Chinese airline bailout stokes shares, Virgin Blue falls on free lunch
China Southern Airlines' parent has received a much-needed USD439 million cash injection from the Ministry of Finance. Beijing typically seeks a fresh issue of shares in exchange for funding and China Southern is now preparing for a placement of new shares (to the government).
The move paves the way for government funding injections into other struggling Chinese airlines. China Eastern has already called for a cash injection. On top of its operational problems and weak demand, the Shanghai-based carrier has revealed a sixfold increase in its fuel hedging losses to around USD268 million as at 31-Oct-08.
Chinese airline shares soared on the news of the government bailout, with China Southern up 12.1% ahead of a trading halt and China Eastern up 15.4% - making up some of the recent trading losses. Air China's shares rose 5.6%.
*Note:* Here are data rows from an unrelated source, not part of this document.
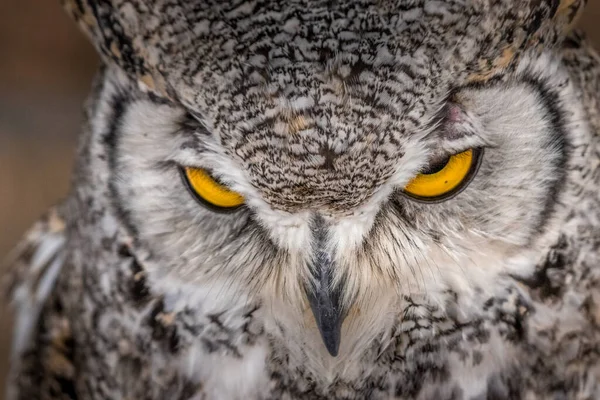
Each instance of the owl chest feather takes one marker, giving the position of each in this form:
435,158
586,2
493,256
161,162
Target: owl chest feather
127,334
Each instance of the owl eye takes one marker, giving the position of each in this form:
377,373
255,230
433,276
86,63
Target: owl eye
445,178
210,192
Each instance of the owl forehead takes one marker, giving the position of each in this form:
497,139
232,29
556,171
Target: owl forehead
318,106
317,99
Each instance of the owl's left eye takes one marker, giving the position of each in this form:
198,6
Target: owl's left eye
209,191
446,177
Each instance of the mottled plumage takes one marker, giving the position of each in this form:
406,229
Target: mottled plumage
319,113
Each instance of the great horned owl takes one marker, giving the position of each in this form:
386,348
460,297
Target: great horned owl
359,199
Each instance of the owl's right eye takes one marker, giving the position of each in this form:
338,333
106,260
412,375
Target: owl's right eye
209,191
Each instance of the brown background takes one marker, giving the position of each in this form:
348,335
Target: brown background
45,71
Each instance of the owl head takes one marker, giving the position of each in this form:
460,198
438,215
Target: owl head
328,159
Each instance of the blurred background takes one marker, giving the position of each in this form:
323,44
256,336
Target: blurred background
46,67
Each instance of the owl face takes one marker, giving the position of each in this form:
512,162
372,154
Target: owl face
329,164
Asia Pacific selected airlines daily share price movements (% change): 26-Nov-08
Meanwhile Virgin Blue's shares slumped 8.8% on the same day the carrier announced plans to offer complimentary food, beverages and individual seat back satellite TV programming to Premium Economy travellers, to attract more higher yielding business, as companies "trade down" to cheaper travel options. CEO, Brett Godfrey, stated "in the current economic climate, every cent counts whether the travel budget is coming from your own pocket or from your employers, so the new "upgraded" Premium Economy offering is going to add more value at a time when many companies are looking to trim their travel costs rather than their frequency of travelling".
Qantas shares tumbled another 3% on reports that Moody's Investors Service is reviewing the airline's credit rating following the airline's profit downgrade earlier this week.